Review: Izanasz – Fāl-gūsh
Awake at 4am. Can’t sleep. Stranded between the day just passed and the day to come, unable to purge the obscure visions, thoughts and doubts that seize the times of stillness. Anxieties inflate to twice their normal size. Imagined sounds adopt the clarity of noises from the world outside. The hour-long composition Fāl-gūsh was largely recorded during these sleepless nights, perhaps as a means of unfastening the thinking mind from this swarm of nocturnal distraction, both to relieve the burden and to observe this brew of interferences from a disconnected distance. Recording offers a way to sweep this cognitive load away, and Fāl-gūsh is essentially built from the gunk that stuck to the brush.
The textures fall into two main categories, with many bleeding over the boundary between the two. The first category disrupts the onset of sleep: the constant throb and hum of passing planes, the shrill hiss of synthesised drills, the piercing beams of spotlights. These are the sounds that rupture the path to sleep. They press against my head, cutting through the softness of the night with serrated edges. The second category is the hallucinations of a logical mind running slack: the ambiences that teem and flow like spilt beakers of brightly-coloured paint, the reverse guitars that bloat and bend like hunks of gelatine, the melodies that arrive in slurs and woozy dissonances, veering dangerously between states of hope and horror. Little motifs bounce to the foreground like advert jingles that won’t leave me alone, while field recordings – little trinkets of daytime memory – slink around in the back, obscured by their own blurry, partial recall.
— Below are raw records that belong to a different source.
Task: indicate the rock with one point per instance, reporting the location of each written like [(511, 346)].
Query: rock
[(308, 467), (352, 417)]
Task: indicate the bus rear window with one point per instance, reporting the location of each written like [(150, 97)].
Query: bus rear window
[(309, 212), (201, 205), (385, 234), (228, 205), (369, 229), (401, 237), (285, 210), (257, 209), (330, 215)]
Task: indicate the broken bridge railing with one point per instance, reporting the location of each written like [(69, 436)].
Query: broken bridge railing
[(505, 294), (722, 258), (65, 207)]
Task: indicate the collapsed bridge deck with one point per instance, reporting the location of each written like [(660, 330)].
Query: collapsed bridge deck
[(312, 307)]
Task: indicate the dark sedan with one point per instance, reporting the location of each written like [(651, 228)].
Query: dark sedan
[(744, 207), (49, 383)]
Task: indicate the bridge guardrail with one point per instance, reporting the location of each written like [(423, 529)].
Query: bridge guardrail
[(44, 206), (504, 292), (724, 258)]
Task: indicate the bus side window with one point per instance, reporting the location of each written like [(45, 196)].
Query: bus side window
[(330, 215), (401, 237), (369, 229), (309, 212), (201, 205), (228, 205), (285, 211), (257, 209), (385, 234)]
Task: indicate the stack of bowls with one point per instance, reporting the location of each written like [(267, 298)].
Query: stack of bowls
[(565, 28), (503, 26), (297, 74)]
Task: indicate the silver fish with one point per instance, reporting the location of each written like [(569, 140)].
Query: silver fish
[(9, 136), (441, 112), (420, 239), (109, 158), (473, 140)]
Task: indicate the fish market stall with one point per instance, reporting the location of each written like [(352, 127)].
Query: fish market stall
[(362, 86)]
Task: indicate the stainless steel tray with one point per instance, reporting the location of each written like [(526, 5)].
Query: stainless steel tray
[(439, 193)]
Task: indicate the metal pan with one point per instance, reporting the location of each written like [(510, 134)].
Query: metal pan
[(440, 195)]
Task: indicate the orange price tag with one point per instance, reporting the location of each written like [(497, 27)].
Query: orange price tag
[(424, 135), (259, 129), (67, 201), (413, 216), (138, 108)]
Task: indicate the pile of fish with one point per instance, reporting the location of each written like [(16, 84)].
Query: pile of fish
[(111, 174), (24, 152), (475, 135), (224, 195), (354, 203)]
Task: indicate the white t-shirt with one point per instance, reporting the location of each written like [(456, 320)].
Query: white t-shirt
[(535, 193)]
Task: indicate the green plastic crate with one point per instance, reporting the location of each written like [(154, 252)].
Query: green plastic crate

I never know if I’m about to enter a phase of psychedelic meltdown, or endure a sudden gravitational thickening, or hear the confessions of a guitar murmuring incoherently. The route ahead is never clear. In a note accompanying the record, Izanasz states: “Fāl-gūsh is the act of standing in a dark corner or behind a fence and listening to the conversations of passer-by, trying to interpret their statements or the subject of their dialogue as an answer to one’s questions.” In the case of this composition, the “passer-by” is the surreal monologue of Izanasz’s nocturnal self, captured so that it might be decrypted and rationalised during the day. Yet just as with the passer-by, what hope is there for the motives of its stranded, hallucinatory, netherworldly other to be comprehended in the light of day? Does Izanasz seek answers from a language that his diurnal self will never understand?